A recent study by Scarborough Research points to a healthy print/internet readership that will remain a media force for some time to come. Aggregation news sites that include the likes of Drudge and the Huffington Post, while performing well, are not hurting strong newspaper options.
Among results from the study ....
74% of the adult population read newspapers in print or online
79% of white collar adults read newspapers in print or online
82% with household incomes over $100k read newspapers in print or online
84% of college grads read newspapers in print or online each week
While circulation drops are real, audience readership has not registered the same declines and is holding up well in spite of increased media fragmentation.
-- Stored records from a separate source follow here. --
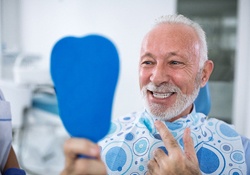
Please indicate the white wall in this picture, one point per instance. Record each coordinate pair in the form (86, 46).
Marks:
(43, 22)
(241, 113)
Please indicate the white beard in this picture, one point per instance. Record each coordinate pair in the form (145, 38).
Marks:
(183, 101)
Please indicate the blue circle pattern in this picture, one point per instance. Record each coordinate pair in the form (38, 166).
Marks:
(216, 144)
(116, 158)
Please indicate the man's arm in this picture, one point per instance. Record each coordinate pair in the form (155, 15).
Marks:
(176, 162)
(74, 165)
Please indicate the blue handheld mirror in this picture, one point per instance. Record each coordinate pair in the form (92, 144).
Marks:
(85, 73)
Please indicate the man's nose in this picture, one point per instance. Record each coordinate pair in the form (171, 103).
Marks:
(159, 75)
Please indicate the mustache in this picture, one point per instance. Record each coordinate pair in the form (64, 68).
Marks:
(164, 87)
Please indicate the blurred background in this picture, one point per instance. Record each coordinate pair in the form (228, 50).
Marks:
(30, 28)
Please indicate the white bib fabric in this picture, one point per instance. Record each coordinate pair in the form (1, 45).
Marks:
(5, 131)
(133, 138)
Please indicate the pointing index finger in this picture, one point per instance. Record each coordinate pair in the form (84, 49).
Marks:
(167, 137)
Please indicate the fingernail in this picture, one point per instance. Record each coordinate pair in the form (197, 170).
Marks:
(94, 150)
(157, 123)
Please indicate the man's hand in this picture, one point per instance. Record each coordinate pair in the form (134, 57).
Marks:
(80, 166)
(176, 162)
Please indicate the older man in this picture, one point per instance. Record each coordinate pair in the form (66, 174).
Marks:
(173, 66)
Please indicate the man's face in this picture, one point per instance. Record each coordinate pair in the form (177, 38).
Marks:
(169, 70)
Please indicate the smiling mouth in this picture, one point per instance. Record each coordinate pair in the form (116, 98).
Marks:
(161, 95)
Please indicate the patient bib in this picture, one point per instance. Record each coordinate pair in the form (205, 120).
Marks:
(132, 139)
(5, 131)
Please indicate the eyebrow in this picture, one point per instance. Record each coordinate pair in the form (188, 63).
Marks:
(174, 53)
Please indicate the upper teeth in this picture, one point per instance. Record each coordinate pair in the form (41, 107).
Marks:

The longer term solution for the survival of newspapers appears to be a business model that fully embraces the online potential with a web-first publishing format.
The multi-cultural publishing base is also benefiting from a strong reader loyalty -- especially among the Latino community, 49 million strong, representing over a trillion dollars in purchasing power and growing at a rapid pace.
Spanish language newspapers enjoy 50% more readers per copy than mainstream English-language papers according to the National Association of Hispanic Publications. Contrary to current consciousness, Hispanic youths are loyal to their Spanish-language papers preferring entertainment and political sections.